Football: Sighs at the Bernabéu
This is how Madrid-Betis looked at the Bernabéu on Sunday, organized with a new premise: Barcelona’s previous match, which they won 7-0 and have now won four out of four. Madrid had not looked to the sides for some time and they have been dealt the wrong moment, with their stars learning to mix things up and their fans over-interpreting glances and greetings in training in search of conversation topics.
Madrid did not disappoint in a bad way: they played the first half with the curtain of the show on the ground, unable to move on the red carpet that they believed was grass: too many spotlights for them not to dazzle. And too much urgency to show how good each one is. All this translates into anxiety, the greatest mortal sin of an elite team condemned to play at the height of its expectations, not to mention win. The dynamite of the attack lacks the fuse of the midfield, the blowtorch that intelligently ignites the offense. The forwards do not help, many and elusive, often lone wolves. And Madrid tends to suffocate itself by giving passes in the three quarters without lights or gaps, unintentionally creating a noose that takes away the breath from the ball until it becomes a useless weapon whose only value is that it is stolen to launch a counterattack.

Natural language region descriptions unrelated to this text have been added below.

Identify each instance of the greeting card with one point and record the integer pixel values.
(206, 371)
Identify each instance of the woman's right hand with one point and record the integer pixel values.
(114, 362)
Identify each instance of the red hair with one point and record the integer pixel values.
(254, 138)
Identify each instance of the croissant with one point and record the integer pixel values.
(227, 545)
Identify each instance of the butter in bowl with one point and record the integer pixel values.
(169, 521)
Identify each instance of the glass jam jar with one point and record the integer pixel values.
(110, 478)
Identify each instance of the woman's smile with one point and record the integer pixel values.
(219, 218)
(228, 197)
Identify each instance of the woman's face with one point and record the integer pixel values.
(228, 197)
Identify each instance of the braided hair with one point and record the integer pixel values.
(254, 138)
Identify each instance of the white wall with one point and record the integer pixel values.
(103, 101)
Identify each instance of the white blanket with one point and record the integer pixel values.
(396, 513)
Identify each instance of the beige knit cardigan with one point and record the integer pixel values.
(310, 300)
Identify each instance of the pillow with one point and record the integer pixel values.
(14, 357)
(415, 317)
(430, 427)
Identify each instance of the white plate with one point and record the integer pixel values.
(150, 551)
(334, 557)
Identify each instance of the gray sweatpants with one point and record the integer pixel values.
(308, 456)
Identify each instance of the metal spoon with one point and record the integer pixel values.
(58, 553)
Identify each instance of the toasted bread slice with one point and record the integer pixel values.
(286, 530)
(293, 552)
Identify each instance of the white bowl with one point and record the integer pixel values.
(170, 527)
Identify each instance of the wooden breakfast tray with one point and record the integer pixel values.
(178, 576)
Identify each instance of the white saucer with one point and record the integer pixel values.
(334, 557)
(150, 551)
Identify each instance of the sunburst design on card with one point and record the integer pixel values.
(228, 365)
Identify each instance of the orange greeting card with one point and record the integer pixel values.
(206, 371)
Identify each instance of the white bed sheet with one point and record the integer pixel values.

An agonising situation aggravated by the bad luck of their forwards, who have started the League blinded against the same wall in Russia that Luis García Berlanga, threatened in the Blue Division, protected during the Second World War saying that he feared Dracula more than the Red Army. Someone in Madrid said, the summer when Mbappé did not come, that they would miss him as one misses a cluster bomb. And at the worst, Valverde appeared to leave a touch in the area that left the Frenchman alone, resolving like a goal functionary: without the showiness of the previous day’s backheel, without the brilliance of Youtube; the goal as it is, an apparently simple execution that ends with the ball in. Like writing and acting, making it easy is the most difficult thing.
And Madrid took the lead to catch the essential breath of fresh air. The interwar period is coming, in which Madrid needs therapy more than play, speed of mind more than ball speed, and to shake off the complexes of being a favorite to assume the role with the naturalness with which it goes out to play in Europe. There is an accomplice that can become an enemy if not used well, and that is time. The fun will be who handles it best.